⅓ of homebuyers are doing this process for the first time. Most people look at about 10 homes, for what typically takes about 10 weeks, before selecting the home they want. But before you can proceed on what appears to be a perfect home, you’ll have to do a few things: 1) Know what you can afford, 2) Check your credit score and improve it if necessary (this will help you secure a better interest rate, saving you A LOT of money), 3) Get pre-approved by your bank, so you know what financing you can secure, 4) Save up for a healthy down payment, usually around 20% of the home’s value, and 5) Find a realtor you like.
Once you’ve made a successful offer on the perfect property, you’ve got to get into the weeds of complex finance! You’ll have to select what kind of loan you’re applying for, usually choosing from five options (described in the infographic below). Next, choose whether you want a fixed or adjustable rate. Fixed rates are easy to understand: they never change, so you always know what you’ll pay. Adjustable rates may drop over time, and they usually start small. This may be a good choice for someone not planning to be in the home for very long.
Next, you’ll want to get the home inspected by a professional. Make sure there aren’t any big problems that the former owner needs to repair before the home can be safely or legally sold. Then pick a closing date, figure out who is paying the closing fees (owner/bank or you), attend closing, move in, and wait for that first payment!

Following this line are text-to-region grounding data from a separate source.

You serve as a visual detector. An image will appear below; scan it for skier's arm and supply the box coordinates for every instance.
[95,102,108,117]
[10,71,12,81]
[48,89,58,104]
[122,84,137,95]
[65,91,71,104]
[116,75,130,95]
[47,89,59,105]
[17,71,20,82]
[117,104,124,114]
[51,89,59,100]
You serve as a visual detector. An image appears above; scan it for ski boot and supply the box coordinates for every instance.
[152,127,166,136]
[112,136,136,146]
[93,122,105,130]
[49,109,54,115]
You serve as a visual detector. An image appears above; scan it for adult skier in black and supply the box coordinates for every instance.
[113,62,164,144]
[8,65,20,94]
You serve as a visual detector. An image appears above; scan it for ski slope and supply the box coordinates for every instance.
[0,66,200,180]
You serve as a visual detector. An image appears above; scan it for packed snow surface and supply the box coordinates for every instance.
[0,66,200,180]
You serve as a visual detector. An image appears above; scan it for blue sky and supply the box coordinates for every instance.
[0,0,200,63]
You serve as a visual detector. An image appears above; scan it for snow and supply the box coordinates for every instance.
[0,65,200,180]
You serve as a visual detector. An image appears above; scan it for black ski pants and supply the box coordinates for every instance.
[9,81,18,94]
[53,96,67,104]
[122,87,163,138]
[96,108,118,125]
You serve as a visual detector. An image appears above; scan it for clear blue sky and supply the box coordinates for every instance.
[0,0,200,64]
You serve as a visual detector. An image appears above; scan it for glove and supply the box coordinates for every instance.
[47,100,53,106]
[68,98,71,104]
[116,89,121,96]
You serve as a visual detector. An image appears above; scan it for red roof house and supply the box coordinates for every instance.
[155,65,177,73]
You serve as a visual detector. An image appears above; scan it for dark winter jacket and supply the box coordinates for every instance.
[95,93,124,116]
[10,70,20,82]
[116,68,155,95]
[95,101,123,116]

Of course, there’s a lot more to it than just this. You’ll have to answer a lot of phone calls, provide heaps of personal information, and communicate with loads of different folks who will be working to establish your credit worthiness and all the other complex aspects of buying a first home. Buying the first house is the hardest one you’ll buy in your life. You are likely starting out with fewer resources than you’ll have later in life, so there will be a lot more discussion with the bank or other lending institution to make sure you’re qualified. But in the end, you’ll have a home, you’ll be building equity, and the whole thing will be worth it. Prepare yourself and go for it!